Leben mit Beinprothese

Beinamputation

Verlässliche Zahlen zu Amputationen in Deutschland gibt es nicht, da ein Amputationsregister fehlt. Schätzungen im Internet gehen von ungefähr 60.000 Amputationen der unteren Extremitäten pro Jahr aus. Amputationen an den oberen Extremitäten oder anderer Körperteile sind dagegen seltener (etwa 10.000 im Jahr).

Die Gründe für eine Amputation sind vielfältig: Diabetes, Unfälle, septische Ursachen, Tumorerkrankungen, Durchblutungsstörungen. Der Operationsschnitt hat einen Einfluss auf die prothetische Versorgung – je länger der verbleibende Hebelarm, desto besser kann der Patienten später seine Prothese kontrollieren. Manchmal kann der Schnitt an verschiedenen Stellen angesetzt werden – dann ist eine Hinzuziehung eines Orthopädietechniker vor der Operation von Vorteil.

Eine Prothese ist kein Ersatz für ein gesundes Bein. Moderne Prothetik unterstützt uns, Einschränkungen auf ein eigenes individuelles Mindestmaß zu reduzieren und somit weiterhin ein aktives, mobiles Leben führen zu können. Maßgebend dafür ist eine optimale, individuelle Anpassung der Prothese… denn jeder Mensch ist anders ..

Für die Versorgung ist die Bestimmung des Mobilitätsgrades notwendig, um die entsprechenden Prothesenkomponenten zu finden. Der Orthopädietechniker legt den Mobilitätsgrad mit dem Betroffenen fest auf Basis der Aktivitäten vor der Amputation und berücksichtigt auch den angestrebten Soll-Zustand.

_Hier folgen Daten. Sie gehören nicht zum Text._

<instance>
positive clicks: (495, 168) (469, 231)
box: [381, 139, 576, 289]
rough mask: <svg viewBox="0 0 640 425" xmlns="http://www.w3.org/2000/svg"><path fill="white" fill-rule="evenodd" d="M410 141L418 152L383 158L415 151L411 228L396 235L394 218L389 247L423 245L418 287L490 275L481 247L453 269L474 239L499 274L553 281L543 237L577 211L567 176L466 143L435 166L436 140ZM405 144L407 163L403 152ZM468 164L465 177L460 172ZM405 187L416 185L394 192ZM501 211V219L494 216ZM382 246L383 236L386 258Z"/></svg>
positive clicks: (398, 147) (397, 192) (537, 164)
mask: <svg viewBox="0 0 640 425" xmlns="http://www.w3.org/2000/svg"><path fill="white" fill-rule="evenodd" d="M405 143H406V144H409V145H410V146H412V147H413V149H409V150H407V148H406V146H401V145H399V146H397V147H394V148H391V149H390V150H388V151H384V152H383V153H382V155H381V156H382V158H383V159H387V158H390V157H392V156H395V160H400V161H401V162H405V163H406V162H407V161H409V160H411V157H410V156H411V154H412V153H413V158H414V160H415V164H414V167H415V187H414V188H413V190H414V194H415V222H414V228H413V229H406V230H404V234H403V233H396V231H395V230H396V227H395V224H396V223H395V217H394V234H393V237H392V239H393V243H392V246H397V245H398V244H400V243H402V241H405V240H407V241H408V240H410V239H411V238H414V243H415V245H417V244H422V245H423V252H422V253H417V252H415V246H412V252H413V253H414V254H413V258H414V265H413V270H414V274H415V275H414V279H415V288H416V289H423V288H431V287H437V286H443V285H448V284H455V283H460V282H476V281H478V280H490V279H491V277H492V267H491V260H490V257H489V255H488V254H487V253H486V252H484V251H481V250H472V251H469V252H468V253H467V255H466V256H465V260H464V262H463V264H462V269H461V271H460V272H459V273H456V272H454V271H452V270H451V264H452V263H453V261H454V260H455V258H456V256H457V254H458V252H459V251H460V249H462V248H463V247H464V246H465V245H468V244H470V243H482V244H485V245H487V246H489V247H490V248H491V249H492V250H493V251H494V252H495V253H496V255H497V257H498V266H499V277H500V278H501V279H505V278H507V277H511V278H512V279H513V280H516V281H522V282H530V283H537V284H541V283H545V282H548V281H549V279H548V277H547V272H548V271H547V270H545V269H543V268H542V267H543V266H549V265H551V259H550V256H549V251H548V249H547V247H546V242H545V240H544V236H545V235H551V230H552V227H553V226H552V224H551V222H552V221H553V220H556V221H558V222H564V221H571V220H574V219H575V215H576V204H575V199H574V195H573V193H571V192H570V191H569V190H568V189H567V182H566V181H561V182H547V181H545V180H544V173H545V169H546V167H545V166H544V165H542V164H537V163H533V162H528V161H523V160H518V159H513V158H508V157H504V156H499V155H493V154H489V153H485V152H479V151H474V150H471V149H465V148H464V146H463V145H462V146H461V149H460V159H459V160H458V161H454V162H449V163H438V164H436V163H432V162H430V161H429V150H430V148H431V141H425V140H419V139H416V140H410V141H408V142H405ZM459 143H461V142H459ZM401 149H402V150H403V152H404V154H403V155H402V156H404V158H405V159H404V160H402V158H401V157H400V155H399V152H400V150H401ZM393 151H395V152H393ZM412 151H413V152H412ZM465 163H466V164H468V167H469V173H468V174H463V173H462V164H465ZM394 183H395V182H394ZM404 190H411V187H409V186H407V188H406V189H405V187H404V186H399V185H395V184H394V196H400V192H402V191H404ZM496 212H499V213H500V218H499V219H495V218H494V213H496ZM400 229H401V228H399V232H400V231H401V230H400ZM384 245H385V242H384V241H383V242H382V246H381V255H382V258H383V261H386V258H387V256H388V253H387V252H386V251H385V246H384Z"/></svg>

Mobilitätsgrad 1: Innenbereichsgeher (Ziel: Wiederherstellung der Stehfähigkeit und der auf den Innenbereich limitierten Gehfähigkeit)
Mobilitätsgrad 2: eingeschränkter Außenbereichsgeher (Ziel: Wiederherstellung der Stehfähigkeit und der auf den Außen-/ Innenbereich limitierten Gehfähigkeit)
Mobilitätsgrad 3: uneingeschränkter Außenbereichsgeher (Ziel: Wiederherstellung der Stehfähigkeit, der im Innenbereich nicht und im Außenbereich nur unwesentlich limitierten Gehfähigkeit)
Mobilitätsgrad 4: uneingeschränkter Außenbereichsgeher mit besonders hohen Ansprüchen (Ziel: Wiederherstellung der Stehfähigkeit, der im Innenbereich nicht und im Außenbereich unlimitierten Geh- und Mobilitätsfähigkeit)

Amputationen der unteren Extremitäten gliedern sich in

  • Fußamputationen, z.B. Vorfuß- / Mittelfußamputation oder die Amputation des ganzen Fußes (Symeamputation).
  • Unterschenkelamputationen, diese können in der Höhe variieren, enden aber unterhalb des Kniegelenkes, so dass dieses voll funktionsfähig bleibt.
  • Knieexamputationen: die Amputation erfolgt im Kniegelenk, der Oberschenkel, Kniescheibe bleiben erhalten.
  • Oberschenkelamputatonen erfolgen über die gesamte Länge des Oberschenkels.

Dann gibt es noch die Amputationen im Hüft- und Beckenbereich und auch eine teilweise oder gar vollständige Entfernung des Beckens bzw. den unteren Extremitäten.

Weitere (technische) Details finden Interessierte / Betroffene im Internet.